Auf dem Sofa der Nonsensproduktion

von Ralph Gambihler

Leipzig, 9. April 2010. Humor, sagt Herbert Fritsch, sei die höchste Form der Diplomatie. Er sprenge das Protokoll und schaffe neue Perspektiven. Es ist gewiss nicht zwingend, diese schönen Sätze, mit denen der Regisseur vor der Premiere die Lokalpresse beglückte, auf das Centraltheater Leipzig zu beziehen. Möglich aber ist es.

Demnach hätte dann der aktuell angesagte Boulevardspezialist Fritsch das postdramatisch und performativ geprägte Stadttheater-der-Zukunft-Protokoll von Intendant Sebastian Hartmann mit einer eher altmodischen Ladung Ulk gesprengt und die historische Perspektive der Typenkomödie zwar nicht geschaffen, aber eben wieder mal so richtig eingenommen und ausprobiert.

Ehrenwerte Blödheiten

Soweit, so gut. Blöd ist nur, dass die neueste seiner heiteren Kreationen, "Oscar. Ein Missverständnis in drei Akten" nach Claude Magnier aus dem Jahr 1959, bei allem standesgemäßen Prasseln und hoher Slapstick-Dichte doch auch recht fad vor sich hin bollert. Man hat sie nämlich bald über, diese quietschbunte Lustspiel-Sahnetorte, diese schrill aufgetakelte Commedia über einen Seifenfabrikanten, der in die schlimmste Seifenoper seines Lebens gerät.

Der Abend spreizt sich mit Macht ins Brachialkomische und begnügt sich dann doch mit viel Albernheit und Blödelei. Wobei man sagen muss: Er scheitert ehrenwert, mit gediegenem Lustspielhandwerk und viel Liebe zum szenischen Detail, mit Talent zur Karambolage von Typen und Temperamenten, mit Darstellern, die sich die Seele aus dem Leib spielen.

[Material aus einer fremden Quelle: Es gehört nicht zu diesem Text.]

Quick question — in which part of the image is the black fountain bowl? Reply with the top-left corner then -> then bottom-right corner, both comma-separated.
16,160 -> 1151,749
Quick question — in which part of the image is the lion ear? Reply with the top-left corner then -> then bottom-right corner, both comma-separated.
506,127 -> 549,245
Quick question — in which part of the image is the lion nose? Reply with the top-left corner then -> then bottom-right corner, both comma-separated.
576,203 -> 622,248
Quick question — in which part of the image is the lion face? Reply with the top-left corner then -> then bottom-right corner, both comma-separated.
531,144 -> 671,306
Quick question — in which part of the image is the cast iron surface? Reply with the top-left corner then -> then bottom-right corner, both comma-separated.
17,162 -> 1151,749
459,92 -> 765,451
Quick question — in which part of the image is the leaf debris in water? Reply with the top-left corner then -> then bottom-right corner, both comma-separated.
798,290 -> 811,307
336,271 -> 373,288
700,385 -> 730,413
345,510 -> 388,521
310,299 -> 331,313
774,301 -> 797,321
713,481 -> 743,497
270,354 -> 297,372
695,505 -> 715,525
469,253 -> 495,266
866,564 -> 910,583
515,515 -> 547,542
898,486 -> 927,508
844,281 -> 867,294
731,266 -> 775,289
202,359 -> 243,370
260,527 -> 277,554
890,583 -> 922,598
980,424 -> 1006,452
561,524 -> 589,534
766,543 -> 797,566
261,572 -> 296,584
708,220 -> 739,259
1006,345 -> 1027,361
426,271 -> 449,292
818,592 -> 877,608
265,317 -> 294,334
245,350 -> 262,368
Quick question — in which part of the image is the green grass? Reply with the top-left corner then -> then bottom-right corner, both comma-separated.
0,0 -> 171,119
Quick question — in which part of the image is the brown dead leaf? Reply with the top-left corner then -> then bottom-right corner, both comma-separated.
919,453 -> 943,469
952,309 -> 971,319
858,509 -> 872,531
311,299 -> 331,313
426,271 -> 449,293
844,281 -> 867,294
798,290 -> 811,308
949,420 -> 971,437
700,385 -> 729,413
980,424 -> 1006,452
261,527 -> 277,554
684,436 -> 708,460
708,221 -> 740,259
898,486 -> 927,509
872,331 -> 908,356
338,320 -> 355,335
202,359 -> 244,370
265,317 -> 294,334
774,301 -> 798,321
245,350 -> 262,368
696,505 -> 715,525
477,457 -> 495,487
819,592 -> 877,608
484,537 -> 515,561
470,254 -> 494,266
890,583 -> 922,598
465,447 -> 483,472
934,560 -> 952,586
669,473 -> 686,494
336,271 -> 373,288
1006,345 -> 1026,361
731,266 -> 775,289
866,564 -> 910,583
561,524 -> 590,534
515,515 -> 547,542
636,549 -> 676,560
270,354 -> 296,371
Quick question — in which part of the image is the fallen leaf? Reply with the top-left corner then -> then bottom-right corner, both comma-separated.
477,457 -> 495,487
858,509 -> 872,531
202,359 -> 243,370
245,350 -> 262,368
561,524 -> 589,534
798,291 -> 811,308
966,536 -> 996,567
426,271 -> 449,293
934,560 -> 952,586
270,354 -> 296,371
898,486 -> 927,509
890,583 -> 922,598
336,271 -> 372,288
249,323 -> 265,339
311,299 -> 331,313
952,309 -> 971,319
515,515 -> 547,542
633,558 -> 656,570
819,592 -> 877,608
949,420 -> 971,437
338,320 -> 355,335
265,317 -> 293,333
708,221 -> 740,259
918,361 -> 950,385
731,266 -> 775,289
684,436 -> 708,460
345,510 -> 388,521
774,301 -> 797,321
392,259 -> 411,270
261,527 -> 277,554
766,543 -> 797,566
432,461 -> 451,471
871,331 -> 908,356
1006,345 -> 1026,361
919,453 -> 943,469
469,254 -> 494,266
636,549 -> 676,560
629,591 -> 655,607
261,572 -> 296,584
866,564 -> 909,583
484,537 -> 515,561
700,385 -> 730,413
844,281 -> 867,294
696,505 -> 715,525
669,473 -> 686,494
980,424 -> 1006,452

Was gibt es? Natürlich den roten Samtvorhang und die Umbaupause zwischen den Akten. Auch die offene Seitenkulisse zum wirkungsvollen Hin-und-Her-Rennen der Darsteller darf in diesem menschlichen Tollhaus, das 1967 mit Louis de Funès legendär wurde, nicht fehlen. Das Zentrum der von Fritsch selbst entworfenen Bühne bildet ein sehr gelbes, bedarfsweise auch anders illuminiertes Sofa. Dieses Möbel ist nicht ganz so überdimensioniert wie Pipilotti Rists berühmtes Sitzmonstrum, aber doch einige Nummern zu groß für die von ständigen Misshelligkeiten geplagten Groß- und Kleinbürger. Vor allem aber ist das Sofa eine Zone ständiger Nonsensproduktion. Immer wieder fungiert es als tückisches Sitzkissengebirge und als gieriger Schlund, in dem die Leiber zwischen den Polstern verschwinden, um bald wieder aus der Kulisse zu springen, mit Effekt natürlich.

Sigmund Freuds Wohnzimmer-Bestiarium

Außer Tempo, Turbulenz, bonbonfarbenen Stilisierungen, olympischen Überdrehtheiten und vielleicht einem Schuss von Entertainment-Parodie legen Fritsch und seine Darsteller nichts Gravierendes hinein in ihr – am Schluss mehrheitlich bejubeltes – Wohnzimmer-Bestiarium. Abgründe und doppelte Böden muss man nicht suchen, es gibt keine. Die schwarzhumorige Hintersinnigkeit zur Wirtschafts- und Finanzkrise, die leicht zu haben gewesen wäre, weil ständig Koffer voller Millionen und Juwelen abhanden kommen, verkneift sich die Regie ebenso wie das zeitgeistige Sittenbild, das bei Louis de Funès in den Szenen funkelt. Im Grunde kostet Fritsch einfach die Motorik einer eskalierenden Konfusion aus und gibt viel Gas. Reflektieren sollen andere.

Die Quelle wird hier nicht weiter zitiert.